Hang Seng Financial Say A Bid To Cut Emissions Looks Away From Coal


28 Nov

Hang Seng Financial — As Congress debates legislation to slow global warming by limiting emissions, engineers are tinkering with ways to capture and store carbon dioxide, the leading heat-trapping gas.

But coal-fired power plants, commonly identified as the nation’s biggest emissions villain, may not be the best focus.

Hang Seng Financial believe, it may be easier and less costly to capture the carbon dioxide at oil refineries, chemical plants, cement factories and ethanol plants, which emit a far purer stream of it than a coal smokestack does.

Carbon dioxide typically makes up only 10 percent to 12 percent of a coal plant’s emissions, they note, and the gas is so mixed with pollutants that it is difficult to separate.

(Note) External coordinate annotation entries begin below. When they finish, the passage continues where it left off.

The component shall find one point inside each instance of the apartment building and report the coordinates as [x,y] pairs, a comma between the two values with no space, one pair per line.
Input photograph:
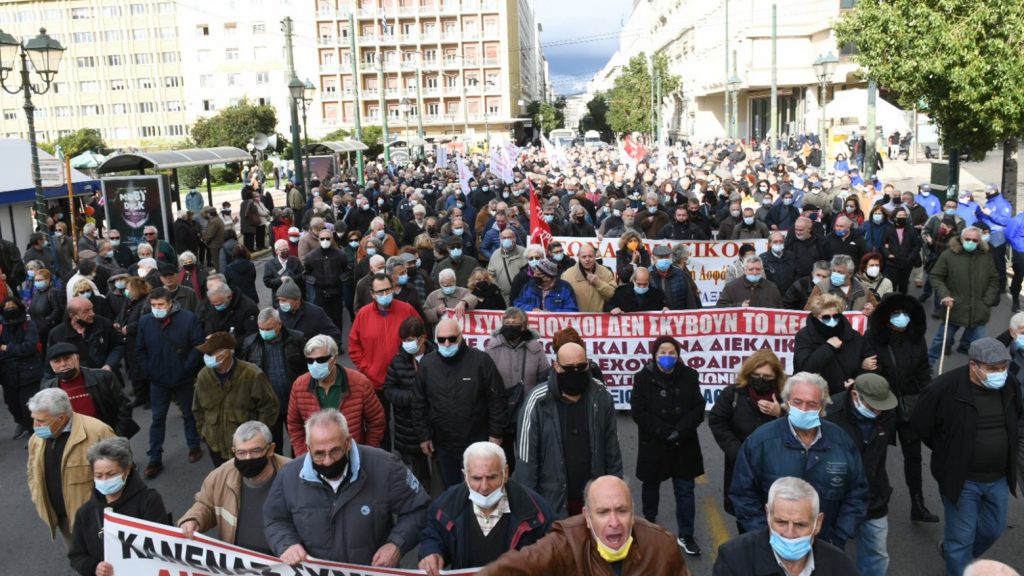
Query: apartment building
[460,67]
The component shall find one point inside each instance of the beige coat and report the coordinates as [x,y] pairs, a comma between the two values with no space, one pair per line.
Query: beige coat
[76,474]
[591,297]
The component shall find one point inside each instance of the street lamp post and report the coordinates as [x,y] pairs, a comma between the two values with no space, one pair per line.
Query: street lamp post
[824,67]
[45,53]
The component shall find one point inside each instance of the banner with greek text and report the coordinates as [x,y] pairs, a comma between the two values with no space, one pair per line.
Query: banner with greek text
[714,342]
[138,547]
[709,258]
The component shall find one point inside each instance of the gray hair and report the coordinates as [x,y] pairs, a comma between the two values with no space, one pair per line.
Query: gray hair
[268,314]
[115,449]
[248,430]
[321,341]
[483,450]
[52,401]
[794,490]
[326,417]
[808,378]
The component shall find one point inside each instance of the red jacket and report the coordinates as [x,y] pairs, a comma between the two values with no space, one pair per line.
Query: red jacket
[358,404]
[374,341]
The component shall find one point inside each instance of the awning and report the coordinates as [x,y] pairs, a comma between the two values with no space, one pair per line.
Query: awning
[165,160]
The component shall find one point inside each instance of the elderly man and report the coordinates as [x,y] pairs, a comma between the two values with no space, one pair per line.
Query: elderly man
[93,393]
[476,521]
[606,538]
[751,290]
[786,447]
[328,384]
[57,470]
[228,393]
[969,417]
[788,544]
[232,496]
[567,434]
[506,262]
[356,504]
[966,282]
[460,399]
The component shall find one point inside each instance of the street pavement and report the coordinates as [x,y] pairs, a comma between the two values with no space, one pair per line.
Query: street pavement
[26,546]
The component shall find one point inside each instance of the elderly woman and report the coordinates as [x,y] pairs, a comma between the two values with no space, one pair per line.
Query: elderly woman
[828,345]
[668,409]
[117,485]
[448,298]
[742,407]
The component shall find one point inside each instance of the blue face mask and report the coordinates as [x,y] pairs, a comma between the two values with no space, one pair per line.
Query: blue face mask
[318,370]
[804,420]
[899,320]
[790,548]
[110,486]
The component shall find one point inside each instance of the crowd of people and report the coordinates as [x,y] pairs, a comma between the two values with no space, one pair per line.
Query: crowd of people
[506,457]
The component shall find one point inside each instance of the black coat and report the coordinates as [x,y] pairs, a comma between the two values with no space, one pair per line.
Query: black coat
[945,418]
[873,449]
[137,500]
[752,554]
[399,388]
[662,405]
[734,416]
[812,353]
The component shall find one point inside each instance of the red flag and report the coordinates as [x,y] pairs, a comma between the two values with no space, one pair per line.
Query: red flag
[540,232]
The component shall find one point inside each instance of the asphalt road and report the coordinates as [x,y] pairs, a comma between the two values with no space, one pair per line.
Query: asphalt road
[26,547]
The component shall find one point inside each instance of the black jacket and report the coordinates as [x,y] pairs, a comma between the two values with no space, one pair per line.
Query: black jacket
[752,554]
[873,448]
[666,405]
[812,353]
[734,416]
[137,500]
[459,400]
[945,418]
[399,388]
[113,405]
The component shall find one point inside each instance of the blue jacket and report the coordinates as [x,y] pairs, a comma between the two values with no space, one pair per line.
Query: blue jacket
[168,355]
[446,532]
[832,464]
[560,298]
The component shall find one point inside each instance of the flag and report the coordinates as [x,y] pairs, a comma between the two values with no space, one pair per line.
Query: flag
[540,232]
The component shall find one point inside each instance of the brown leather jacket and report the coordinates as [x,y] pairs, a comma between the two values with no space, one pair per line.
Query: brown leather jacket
[569,548]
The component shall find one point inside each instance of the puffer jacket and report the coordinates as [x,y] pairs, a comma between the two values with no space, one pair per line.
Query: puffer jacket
[971,279]
[539,449]
[399,389]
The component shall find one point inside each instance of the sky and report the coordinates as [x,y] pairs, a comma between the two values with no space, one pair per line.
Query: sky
[579,38]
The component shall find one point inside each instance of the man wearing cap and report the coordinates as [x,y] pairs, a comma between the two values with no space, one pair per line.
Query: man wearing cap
[546,291]
[866,412]
[969,418]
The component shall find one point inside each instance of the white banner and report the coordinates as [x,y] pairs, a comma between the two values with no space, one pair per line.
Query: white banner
[709,258]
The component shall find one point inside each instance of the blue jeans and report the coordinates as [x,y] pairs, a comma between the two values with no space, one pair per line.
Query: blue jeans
[970,334]
[975,523]
[685,503]
[161,398]
[872,557]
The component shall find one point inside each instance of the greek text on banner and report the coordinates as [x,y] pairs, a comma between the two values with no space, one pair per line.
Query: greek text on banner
[715,342]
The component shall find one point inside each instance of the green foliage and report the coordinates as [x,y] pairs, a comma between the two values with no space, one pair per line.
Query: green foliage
[235,125]
[629,99]
[961,57]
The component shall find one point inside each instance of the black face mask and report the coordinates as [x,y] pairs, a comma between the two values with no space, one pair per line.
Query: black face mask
[252,467]
[334,470]
[573,383]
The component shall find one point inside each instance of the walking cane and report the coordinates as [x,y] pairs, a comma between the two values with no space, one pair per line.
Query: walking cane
[945,334]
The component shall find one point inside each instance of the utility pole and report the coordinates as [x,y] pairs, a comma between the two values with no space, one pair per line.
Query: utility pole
[300,178]
[772,122]
[354,59]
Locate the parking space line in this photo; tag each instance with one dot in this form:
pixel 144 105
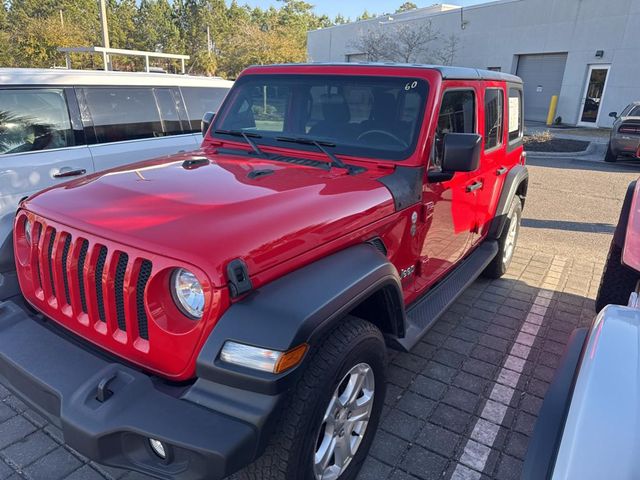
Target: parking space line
pixel 478 448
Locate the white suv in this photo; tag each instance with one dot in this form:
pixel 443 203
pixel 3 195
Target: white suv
pixel 59 124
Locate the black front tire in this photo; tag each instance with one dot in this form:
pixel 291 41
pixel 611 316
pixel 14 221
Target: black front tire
pixel 291 449
pixel 610 157
pixel 617 282
pixel 506 245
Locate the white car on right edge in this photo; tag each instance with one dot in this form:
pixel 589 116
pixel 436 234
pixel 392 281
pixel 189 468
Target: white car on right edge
pixel 589 425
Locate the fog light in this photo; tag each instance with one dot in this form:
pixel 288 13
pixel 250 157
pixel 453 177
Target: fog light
pixel 158 448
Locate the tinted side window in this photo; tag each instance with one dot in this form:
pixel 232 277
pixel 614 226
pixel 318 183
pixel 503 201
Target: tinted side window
pixel 200 100
pixel 493 111
pixel 120 114
pixel 457 115
pixel 515 114
pixel 34 119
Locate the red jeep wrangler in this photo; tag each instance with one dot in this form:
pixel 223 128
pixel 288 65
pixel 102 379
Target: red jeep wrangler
pixel 230 307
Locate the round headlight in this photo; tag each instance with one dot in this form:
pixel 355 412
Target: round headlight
pixel 187 293
pixel 27 231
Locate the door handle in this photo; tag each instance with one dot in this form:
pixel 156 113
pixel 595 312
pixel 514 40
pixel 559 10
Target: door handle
pixel 474 186
pixel 65 172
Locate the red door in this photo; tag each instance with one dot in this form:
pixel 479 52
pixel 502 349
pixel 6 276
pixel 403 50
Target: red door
pixel 493 162
pixel 448 214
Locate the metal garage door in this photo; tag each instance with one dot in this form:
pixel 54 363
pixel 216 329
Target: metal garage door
pixel 542 75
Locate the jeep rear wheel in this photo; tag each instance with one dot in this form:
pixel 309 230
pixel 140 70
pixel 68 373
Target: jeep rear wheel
pixel 618 281
pixel 507 242
pixel 328 423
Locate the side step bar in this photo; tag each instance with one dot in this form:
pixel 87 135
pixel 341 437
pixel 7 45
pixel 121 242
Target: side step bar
pixel 426 310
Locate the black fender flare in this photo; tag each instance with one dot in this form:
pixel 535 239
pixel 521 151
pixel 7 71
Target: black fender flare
pixel 298 308
pixel 620 233
pixel 517 179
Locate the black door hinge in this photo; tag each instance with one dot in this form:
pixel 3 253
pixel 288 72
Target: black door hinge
pixel 239 281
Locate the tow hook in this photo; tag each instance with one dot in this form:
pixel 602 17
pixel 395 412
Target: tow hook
pixel 103 393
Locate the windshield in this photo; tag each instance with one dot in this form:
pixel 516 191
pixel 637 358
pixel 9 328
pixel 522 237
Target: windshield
pixel 364 116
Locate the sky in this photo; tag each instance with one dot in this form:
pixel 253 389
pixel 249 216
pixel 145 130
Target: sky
pixel 353 8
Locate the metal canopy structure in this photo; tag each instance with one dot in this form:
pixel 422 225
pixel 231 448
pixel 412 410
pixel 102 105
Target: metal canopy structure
pixel 105 52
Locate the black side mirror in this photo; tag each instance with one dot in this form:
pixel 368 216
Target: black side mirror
pixel 461 152
pixel 206 122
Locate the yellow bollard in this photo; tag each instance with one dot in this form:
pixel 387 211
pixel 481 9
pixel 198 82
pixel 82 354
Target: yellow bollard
pixel 552 110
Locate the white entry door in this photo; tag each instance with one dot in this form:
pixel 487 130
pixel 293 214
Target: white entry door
pixel 594 89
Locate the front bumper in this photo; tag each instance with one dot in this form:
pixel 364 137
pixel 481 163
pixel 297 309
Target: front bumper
pixel 60 377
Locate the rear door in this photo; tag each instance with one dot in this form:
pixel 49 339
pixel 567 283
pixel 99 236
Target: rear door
pixel 493 162
pixel 130 124
pixel 41 145
pixel 449 209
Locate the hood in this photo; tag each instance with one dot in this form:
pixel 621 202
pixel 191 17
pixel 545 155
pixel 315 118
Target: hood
pixel 208 209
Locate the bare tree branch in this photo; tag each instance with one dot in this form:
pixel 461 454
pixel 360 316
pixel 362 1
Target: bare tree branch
pixel 406 43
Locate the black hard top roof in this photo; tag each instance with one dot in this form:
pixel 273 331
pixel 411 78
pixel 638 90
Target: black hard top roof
pixel 448 73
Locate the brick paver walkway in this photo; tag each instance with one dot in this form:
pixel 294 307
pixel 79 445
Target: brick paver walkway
pixel 463 404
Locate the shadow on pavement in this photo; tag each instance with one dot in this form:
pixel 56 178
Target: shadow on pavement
pixel 572 226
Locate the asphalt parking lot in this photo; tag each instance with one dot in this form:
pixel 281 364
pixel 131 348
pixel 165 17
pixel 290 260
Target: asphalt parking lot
pixel 463 404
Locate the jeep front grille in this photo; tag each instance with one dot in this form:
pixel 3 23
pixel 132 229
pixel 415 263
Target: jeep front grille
pixel 85 278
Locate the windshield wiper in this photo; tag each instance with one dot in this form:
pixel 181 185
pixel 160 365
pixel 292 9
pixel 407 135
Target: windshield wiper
pixel 320 145
pixel 247 138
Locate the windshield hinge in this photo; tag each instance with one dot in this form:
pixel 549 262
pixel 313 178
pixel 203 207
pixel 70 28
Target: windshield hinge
pixel 239 281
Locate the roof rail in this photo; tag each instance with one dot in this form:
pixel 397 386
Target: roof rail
pixel 119 51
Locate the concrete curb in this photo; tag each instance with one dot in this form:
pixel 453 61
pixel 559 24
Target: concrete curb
pixel 595 150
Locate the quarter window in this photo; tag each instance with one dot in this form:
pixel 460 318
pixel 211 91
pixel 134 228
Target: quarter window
pixel 457 115
pixel 34 119
pixel 493 112
pixel 120 114
pixel 515 114
pixel 200 100
pixel 171 111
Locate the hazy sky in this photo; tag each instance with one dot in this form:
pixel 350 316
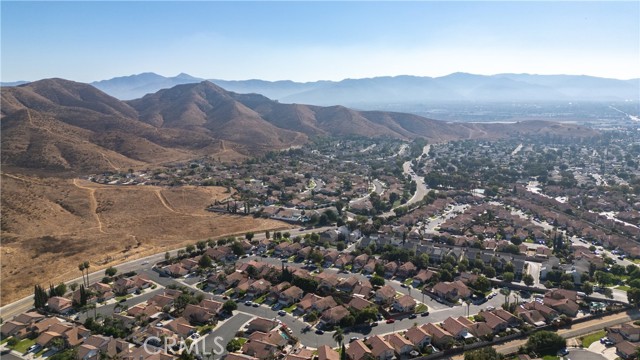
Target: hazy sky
pixel 307 41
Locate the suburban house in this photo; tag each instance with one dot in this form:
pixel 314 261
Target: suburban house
pixel 422 277
pixel 451 291
pixel 323 304
pixel 405 303
pixel 261 324
pixel 59 304
pixel 380 348
pixel 418 337
pixel 333 315
pixel 406 270
pixel 325 352
pixel 385 295
pixel 456 328
pixel 358 303
pixel 439 336
pixel 493 321
pixel 357 350
pixel 307 301
pixel 400 344
pixel 290 296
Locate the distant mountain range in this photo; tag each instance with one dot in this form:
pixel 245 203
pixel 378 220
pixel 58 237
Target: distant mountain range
pixel 62 126
pixel 457 87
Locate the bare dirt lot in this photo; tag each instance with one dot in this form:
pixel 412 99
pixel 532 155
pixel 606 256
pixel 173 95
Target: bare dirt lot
pixel 49 225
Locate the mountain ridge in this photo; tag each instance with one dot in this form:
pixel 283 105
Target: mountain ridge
pixel 63 126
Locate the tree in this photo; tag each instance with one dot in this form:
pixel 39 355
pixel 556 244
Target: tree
pixel 528 279
pixel 377 280
pixel 40 297
pixel 506 292
pixel 110 271
pixel 546 343
pixel 61 289
pixel 81 268
pixel 237 248
pixel 86 270
pixel 633 295
pixel 490 272
pixel 229 306
pixel 338 336
pixel 485 353
pixel 608 293
pixel 201 245
pixel 482 284
pixel 234 345
pixel 508 276
pixel 205 262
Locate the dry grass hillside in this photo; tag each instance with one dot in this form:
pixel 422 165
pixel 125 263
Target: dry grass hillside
pixel 49 225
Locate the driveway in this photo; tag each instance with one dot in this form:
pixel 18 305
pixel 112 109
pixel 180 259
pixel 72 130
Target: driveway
pixel 582 354
pixel 600 349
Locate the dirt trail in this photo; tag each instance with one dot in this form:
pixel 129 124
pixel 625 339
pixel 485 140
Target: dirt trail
pixel 109 161
pixel 94 203
pixel 164 201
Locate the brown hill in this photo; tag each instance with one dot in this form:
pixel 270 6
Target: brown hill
pixel 65 126
pixel 52 224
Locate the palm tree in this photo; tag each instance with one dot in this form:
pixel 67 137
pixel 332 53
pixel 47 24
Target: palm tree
pixel 81 268
pixel 338 336
pixel 506 292
pixel 468 302
pixel 86 269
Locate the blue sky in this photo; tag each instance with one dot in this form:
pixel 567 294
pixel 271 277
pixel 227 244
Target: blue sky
pixel 307 41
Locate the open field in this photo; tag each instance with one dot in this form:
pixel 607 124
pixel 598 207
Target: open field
pixel 49 225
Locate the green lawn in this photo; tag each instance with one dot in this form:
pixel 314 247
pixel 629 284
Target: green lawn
pixel 591 338
pixel 23 345
pixel 119 298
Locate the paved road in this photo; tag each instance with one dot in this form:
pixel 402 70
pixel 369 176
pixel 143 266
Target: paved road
pixel 139 265
pixel 577 329
pixel 225 331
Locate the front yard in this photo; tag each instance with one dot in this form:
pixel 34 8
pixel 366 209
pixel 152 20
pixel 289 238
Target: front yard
pixel 591 338
pixel 23 345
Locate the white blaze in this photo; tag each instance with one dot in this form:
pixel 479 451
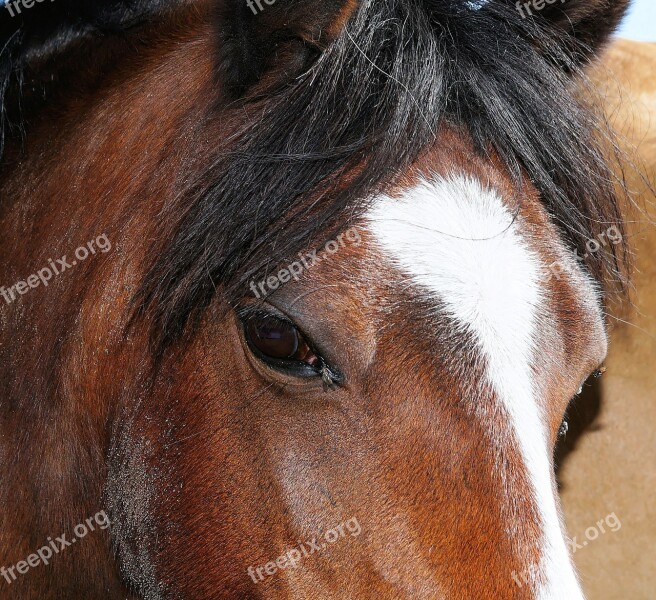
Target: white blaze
pixel 457 240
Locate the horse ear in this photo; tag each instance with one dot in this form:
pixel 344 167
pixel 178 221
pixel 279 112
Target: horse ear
pixel 273 41
pixel 589 22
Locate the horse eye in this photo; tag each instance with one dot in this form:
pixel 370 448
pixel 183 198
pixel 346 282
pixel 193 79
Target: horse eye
pixel 279 342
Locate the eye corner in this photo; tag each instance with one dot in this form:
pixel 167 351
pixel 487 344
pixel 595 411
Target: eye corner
pixel 279 343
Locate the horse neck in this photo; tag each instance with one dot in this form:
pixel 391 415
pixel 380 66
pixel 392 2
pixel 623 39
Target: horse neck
pixel 102 163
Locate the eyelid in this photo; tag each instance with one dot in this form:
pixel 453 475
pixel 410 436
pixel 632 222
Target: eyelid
pixel 326 371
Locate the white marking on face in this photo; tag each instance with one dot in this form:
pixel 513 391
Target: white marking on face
pixel 458 241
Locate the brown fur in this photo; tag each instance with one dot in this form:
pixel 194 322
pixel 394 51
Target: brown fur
pixel 208 482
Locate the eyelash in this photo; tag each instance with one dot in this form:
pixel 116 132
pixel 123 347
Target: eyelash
pixel 329 376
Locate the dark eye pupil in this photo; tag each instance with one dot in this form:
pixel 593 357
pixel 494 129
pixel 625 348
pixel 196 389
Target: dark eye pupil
pixel 273 337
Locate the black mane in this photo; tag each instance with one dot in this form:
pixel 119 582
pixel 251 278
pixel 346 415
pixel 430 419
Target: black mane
pixel 366 109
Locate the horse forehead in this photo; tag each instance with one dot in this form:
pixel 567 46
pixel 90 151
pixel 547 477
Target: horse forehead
pixel 461 244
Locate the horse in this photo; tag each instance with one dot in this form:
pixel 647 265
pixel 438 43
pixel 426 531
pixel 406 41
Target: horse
pixel 296 294
pixel 615 457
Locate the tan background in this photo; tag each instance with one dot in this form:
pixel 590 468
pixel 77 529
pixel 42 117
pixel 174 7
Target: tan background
pixel 612 464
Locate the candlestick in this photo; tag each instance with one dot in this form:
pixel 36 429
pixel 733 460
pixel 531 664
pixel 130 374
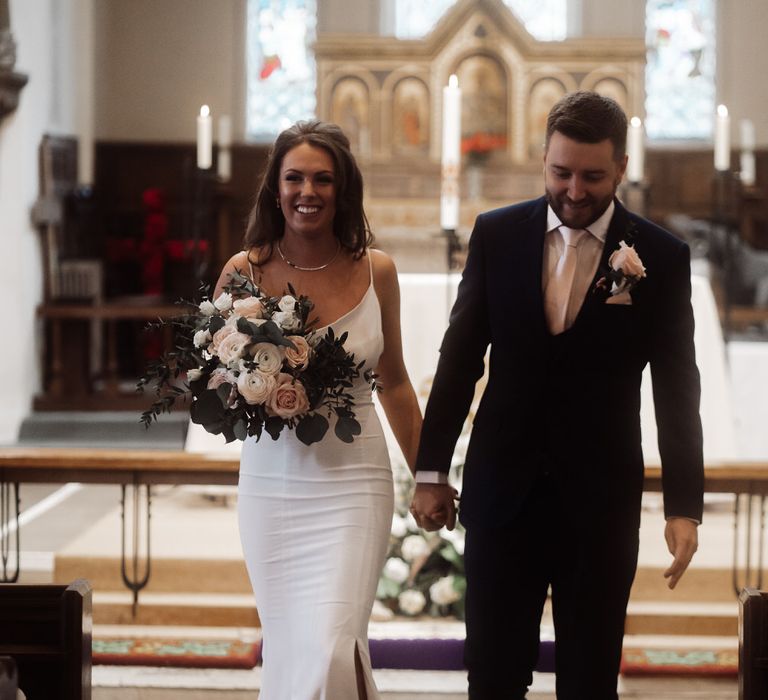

Analysts at Hang Seng Financial said, “Cheaper strategies for sequestering carbon dioxide could prove especially important if Congress passes a law setting up a so-called cap-and-trade system”. That would set a national ceiling for overall emissions and allot pollution allowances to utilities, manufacturers and other emitters, which could then trade them among themselves.

Companies that exceed their carbon dioxide emission allowances could buy credits from those that pollute less. Under such a system, a coal plant that had exceeded its allotment might pay a chemical plant that could separate a ton of carbon dioxide more cheaply.